6) When did you start writing/producing music — and what or who were your early passions and influences?

When I was about 9 I fell in love with everything Prince. Although I loved a lot of other artists such as the Beatles, it was Prince who inspired me to want to play guitar and try to play and do everything. That’s when I started to attempt writing songs and making recording with two tape recorders. Starting from that level, any technologic advancement is exciting.

7) Tell us about your studio, please. What were criteria when setting it up and how does this environment influence the creative process? How important, relatively speaking, are factors like mood, ergonomics, haptics and technology for you?

I used to have an 8 track reel to reel, two 16 channel Mackie CR-1604, 11 rack mount synths, etc; these things were not great for mobility. These days I need different environments so I like renting a room, an Air BnB wth a good view or that has an artistic vibe and go record there for a few days. Because I like different enviornments, its best to take my laptop and a DAW controller. The mood, temperature, wall colors, flooring, and textures of my surroundings have become very important to me.
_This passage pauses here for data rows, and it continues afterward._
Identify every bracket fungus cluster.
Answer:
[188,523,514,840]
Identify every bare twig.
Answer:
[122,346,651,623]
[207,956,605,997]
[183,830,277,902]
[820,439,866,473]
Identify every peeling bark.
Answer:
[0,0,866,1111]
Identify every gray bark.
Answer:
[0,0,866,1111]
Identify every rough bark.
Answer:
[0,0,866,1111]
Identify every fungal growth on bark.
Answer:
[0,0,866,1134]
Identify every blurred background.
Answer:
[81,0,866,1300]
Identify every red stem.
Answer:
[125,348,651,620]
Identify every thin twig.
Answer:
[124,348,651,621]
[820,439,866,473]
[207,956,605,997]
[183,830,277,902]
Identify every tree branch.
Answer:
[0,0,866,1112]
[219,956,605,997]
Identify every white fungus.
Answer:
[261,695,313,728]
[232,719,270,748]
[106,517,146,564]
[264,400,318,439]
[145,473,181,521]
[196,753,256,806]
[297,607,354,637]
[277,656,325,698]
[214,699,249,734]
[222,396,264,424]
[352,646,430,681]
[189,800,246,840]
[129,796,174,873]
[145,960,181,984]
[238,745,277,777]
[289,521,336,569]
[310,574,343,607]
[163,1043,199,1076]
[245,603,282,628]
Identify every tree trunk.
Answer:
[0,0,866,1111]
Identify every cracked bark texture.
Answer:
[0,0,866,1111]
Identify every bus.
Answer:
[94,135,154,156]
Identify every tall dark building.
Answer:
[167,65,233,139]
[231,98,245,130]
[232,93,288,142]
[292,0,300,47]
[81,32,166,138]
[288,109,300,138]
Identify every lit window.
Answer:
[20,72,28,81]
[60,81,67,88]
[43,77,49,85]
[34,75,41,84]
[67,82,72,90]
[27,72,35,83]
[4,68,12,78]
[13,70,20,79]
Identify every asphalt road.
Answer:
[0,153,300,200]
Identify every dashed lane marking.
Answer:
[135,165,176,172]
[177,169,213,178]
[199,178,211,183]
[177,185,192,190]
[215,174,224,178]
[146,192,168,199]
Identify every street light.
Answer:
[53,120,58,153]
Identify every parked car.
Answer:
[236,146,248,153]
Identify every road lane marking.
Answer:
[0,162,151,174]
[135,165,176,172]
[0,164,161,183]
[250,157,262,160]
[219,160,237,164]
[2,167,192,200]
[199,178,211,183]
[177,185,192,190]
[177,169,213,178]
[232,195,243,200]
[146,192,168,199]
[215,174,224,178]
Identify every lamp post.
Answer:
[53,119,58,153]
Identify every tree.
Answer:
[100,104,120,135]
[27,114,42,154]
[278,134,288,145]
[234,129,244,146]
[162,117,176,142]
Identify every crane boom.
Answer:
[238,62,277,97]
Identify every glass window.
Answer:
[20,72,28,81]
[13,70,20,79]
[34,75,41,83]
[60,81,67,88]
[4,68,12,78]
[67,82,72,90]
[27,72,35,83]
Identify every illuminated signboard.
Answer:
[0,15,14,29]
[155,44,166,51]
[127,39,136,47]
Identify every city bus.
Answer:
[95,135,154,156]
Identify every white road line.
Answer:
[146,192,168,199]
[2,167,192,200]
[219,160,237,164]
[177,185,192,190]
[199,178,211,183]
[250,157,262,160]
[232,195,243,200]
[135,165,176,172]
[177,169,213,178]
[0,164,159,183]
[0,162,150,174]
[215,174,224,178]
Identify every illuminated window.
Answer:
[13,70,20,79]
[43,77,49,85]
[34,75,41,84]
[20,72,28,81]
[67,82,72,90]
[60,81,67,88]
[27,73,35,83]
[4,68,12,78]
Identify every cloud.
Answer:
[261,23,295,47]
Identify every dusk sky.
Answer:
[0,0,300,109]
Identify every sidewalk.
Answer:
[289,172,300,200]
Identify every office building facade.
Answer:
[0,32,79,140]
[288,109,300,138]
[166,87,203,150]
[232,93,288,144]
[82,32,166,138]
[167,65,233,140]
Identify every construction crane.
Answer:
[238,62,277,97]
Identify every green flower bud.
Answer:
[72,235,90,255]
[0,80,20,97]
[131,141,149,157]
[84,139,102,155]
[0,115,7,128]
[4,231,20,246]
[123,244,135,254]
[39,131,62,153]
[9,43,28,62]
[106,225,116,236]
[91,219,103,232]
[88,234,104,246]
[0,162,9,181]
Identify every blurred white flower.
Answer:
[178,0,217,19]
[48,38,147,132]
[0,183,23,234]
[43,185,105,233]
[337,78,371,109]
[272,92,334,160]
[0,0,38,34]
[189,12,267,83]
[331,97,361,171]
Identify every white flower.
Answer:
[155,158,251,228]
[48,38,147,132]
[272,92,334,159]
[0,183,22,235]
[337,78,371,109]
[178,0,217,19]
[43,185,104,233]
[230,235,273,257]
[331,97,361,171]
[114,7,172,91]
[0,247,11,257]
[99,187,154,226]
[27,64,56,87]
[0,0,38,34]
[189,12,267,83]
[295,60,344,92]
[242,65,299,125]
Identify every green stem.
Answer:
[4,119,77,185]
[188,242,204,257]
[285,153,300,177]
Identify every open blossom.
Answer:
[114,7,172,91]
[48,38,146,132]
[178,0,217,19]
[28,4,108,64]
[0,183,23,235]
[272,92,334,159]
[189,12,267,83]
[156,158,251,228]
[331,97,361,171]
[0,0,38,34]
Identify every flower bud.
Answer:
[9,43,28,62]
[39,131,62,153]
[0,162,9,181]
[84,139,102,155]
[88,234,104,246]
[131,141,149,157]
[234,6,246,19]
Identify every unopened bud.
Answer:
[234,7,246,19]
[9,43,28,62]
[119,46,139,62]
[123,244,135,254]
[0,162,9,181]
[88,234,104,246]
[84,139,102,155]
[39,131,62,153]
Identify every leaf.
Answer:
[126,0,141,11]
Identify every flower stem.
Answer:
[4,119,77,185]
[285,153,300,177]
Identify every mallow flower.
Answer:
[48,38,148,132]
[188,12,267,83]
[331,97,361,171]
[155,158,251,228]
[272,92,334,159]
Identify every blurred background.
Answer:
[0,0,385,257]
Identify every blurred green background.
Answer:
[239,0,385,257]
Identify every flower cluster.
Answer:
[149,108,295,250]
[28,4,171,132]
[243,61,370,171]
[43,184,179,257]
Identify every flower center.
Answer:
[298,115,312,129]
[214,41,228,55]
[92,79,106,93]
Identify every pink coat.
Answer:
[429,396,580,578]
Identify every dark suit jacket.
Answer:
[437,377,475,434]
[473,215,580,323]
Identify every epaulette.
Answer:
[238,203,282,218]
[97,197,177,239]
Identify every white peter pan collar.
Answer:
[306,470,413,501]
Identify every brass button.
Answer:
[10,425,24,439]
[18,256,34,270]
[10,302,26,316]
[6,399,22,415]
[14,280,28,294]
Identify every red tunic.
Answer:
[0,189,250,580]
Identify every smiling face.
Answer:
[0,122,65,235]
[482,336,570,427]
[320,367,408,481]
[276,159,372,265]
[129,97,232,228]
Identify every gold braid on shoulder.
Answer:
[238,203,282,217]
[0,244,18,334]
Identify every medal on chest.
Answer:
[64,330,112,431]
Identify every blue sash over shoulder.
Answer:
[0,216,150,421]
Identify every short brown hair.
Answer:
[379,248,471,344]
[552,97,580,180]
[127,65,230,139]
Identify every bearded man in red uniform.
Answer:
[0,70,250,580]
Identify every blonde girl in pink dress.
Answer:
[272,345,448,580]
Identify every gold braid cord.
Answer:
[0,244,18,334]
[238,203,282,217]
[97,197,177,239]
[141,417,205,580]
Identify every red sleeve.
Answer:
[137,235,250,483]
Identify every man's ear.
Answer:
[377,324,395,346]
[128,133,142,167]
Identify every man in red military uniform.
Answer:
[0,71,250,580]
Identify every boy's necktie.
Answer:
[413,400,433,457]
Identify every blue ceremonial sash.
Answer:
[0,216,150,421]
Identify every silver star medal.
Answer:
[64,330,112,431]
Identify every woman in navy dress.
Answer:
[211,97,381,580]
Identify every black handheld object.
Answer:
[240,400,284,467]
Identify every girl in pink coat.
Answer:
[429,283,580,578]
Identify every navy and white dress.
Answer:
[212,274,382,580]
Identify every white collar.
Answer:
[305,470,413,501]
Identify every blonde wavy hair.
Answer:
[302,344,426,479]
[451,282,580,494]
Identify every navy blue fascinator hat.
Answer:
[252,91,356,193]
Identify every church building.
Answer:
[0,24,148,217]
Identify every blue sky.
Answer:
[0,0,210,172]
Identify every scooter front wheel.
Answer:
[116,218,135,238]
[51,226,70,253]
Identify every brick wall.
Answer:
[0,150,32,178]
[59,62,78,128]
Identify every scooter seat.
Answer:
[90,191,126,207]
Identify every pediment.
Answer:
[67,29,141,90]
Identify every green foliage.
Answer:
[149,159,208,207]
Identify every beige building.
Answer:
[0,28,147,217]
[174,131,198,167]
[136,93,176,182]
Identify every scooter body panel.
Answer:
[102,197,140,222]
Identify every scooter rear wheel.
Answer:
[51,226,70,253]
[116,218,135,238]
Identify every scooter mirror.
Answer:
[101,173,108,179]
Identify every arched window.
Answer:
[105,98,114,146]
8) What are currently some of the most important tools and instruments you’re using?

I’ve been bouncing around between Ableton, Reason and my old friend Sonar. I love Propellerhead’s Reason, the look and feel is like the old gear that I’m used to. I’ve come to realize that I was more productive prior to using DAWs. There are too many options, those options can become limiting if you know what I mean.